« Maman… que fais-tu ici ? »
« J’ai fait une chute », dis-je doucement. « Le médecin m’a dit que je ne devais pas rester seule. J’ai juste besoin de rester quelques jours. Je peux utiliser la chambre d’amis. »
Derrière lui, Paola, ma belle-fille, était assise à l’îlot de la cuisine avec un verre de vin. Elle ne s’est pas levée. Elle ne m’a pas salué.
Ma petite-fille Camila est apparue en haut des escaliers.

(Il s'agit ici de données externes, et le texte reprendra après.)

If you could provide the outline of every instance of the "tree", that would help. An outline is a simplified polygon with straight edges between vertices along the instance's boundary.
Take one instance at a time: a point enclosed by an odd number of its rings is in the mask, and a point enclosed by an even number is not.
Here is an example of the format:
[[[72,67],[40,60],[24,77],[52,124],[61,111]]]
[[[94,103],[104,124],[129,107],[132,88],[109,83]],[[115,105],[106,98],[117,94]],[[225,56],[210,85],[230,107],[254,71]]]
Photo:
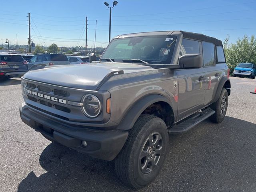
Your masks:
[[[233,74],[234,69],[239,63],[256,64],[256,39],[254,36],[250,39],[247,35],[242,39],[238,38],[235,44],[228,45],[229,36],[224,41],[223,47],[227,64]]]
[[[55,43],[53,43],[49,46],[48,52],[51,53],[58,53],[59,52],[59,48]]]
[[[33,54],[36,54],[39,53],[43,53],[44,49],[40,44],[38,44],[35,47],[35,50],[33,52]]]

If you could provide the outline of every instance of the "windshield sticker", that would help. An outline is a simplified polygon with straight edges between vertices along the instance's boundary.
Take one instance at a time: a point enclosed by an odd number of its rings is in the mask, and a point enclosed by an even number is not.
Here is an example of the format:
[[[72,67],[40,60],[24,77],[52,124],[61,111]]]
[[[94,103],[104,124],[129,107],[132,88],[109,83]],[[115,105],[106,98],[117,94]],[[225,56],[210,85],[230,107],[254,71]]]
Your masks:
[[[170,38],[170,37],[168,37],[166,39],[165,41],[170,41],[172,40],[173,40],[173,38]]]
[[[170,49],[163,49],[162,51],[164,55],[168,55],[169,53],[169,52],[170,51]]]
[[[177,87],[178,85],[178,82],[177,81],[174,81],[173,82],[173,86],[175,88]]]

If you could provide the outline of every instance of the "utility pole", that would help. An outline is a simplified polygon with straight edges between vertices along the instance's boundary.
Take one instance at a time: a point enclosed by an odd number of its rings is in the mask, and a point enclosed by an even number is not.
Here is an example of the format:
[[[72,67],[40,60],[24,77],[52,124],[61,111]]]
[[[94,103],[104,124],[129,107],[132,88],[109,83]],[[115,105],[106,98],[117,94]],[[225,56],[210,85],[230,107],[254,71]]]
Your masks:
[[[85,30],[85,56],[87,55],[87,16],[86,16]]]
[[[17,40],[17,42],[16,42],[16,44],[17,44],[17,49],[18,49],[18,36],[17,34],[16,34],[16,39]]]
[[[96,20],[96,26],[95,26],[95,37],[94,37],[94,54],[95,53],[95,44],[96,44],[96,29],[97,29],[97,20]]]
[[[28,45],[29,46],[29,52],[31,52],[31,37],[30,36],[30,13],[28,13]]]

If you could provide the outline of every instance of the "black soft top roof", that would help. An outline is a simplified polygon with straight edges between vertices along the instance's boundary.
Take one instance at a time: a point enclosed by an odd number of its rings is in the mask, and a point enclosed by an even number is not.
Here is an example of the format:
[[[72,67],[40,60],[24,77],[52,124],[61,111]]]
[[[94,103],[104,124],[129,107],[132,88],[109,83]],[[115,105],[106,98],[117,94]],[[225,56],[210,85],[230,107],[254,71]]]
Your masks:
[[[196,39],[201,41],[206,41],[214,43],[218,46],[223,47],[222,42],[221,40],[217,39],[214,37],[209,37],[206,35],[203,35],[200,33],[192,33],[186,31],[180,31],[183,34],[183,37],[190,39]]]

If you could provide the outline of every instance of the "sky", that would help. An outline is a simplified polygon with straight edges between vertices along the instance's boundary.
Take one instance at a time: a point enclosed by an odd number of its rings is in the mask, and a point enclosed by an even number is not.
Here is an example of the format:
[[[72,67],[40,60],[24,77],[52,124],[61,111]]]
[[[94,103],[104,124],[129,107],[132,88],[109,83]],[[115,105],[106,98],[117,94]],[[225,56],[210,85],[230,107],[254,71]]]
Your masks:
[[[27,44],[28,13],[30,12],[32,40],[45,46],[85,45],[88,17],[88,47],[108,42],[109,9],[104,0],[0,0],[0,39],[11,44]],[[110,5],[112,0],[106,0]],[[182,30],[202,33],[229,43],[244,35],[256,35],[255,0],[174,1],[118,0],[112,9],[111,37],[148,31]],[[0,42],[0,43],[1,43]]]

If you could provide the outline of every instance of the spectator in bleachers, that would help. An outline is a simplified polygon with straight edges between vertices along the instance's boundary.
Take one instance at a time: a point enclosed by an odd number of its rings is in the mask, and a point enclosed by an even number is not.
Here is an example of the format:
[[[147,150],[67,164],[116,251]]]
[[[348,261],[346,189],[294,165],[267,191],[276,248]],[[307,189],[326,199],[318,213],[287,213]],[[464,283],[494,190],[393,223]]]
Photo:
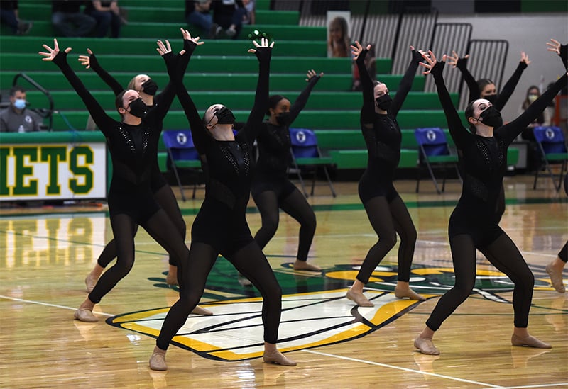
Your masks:
[[[327,35],[327,57],[350,57],[349,32],[347,21],[337,16],[329,23]]]
[[[185,0],[185,20],[203,30],[209,38],[215,37],[217,23],[209,12],[211,0]]]
[[[51,23],[63,36],[87,36],[97,24],[97,21],[81,12],[81,0],[53,0]]]
[[[241,0],[213,0],[211,4],[213,11],[213,21],[219,27],[216,37],[224,30],[225,35],[231,39],[237,39],[243,28],[243,18],[246,9]]]
[[[10,106],[0,111],[0,133],[39,131],[43,120],[27,109],[26,90],[18,85],[10,89]]]
[[[8,25],[18,35],[27,34],[33,26],[32,22],[20,20],[18,0],[0,1],[0,23]]]
[[[118,0],[87,1],[84,13],[97,21],[94,36],[104,38],[111,29],[111,38],[119,38],[122,18],[120,15]]]

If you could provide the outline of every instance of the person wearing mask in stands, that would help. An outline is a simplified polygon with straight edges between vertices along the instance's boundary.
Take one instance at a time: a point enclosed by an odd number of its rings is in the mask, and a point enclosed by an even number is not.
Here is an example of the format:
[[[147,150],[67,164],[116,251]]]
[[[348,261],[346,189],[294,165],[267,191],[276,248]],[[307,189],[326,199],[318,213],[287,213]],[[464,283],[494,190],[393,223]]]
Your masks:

« Papa, grand-mère à l’air blessée… »
Alejandro ne s’est même pas retourné.
« Camila, remonte à l’étage. »
« Mais elle a besoin d’aide. »
Paola pose son verre.
« Écoute ton père. »
Puis Alejandro a regardé ma valise comme si elle n’avait rien à faire là.
« Ce n’est pas le bon moment. »
«Quelques jours seulement», ai-je répété.
Il soupira.
« Nous ne pouvons pas te laisser rester ici, maman. »
Ils ne m’ont pas invité à entrer.
Ils ne nous ont pas proposé de place.
Ils ne m’ont pas demandé comment j’allais.
Ils ont simplement fermé la porte.
En retournant à la voiture, j’ai réalisé que la douleur à ma hanche n’était rien comparée à ce qui venait de se briser en moi.
Mais Alejandro et Paola n’avaient pas réalisé quelque chose.
La vie qu’ils menaient — la maison, les comptes, l’entreprise — était encore liée à mon nom.
Et ce soir-là, j’ai décidé que les choses allaient changer.
Ils n’avaient aucune idée de ce qui allait arriver.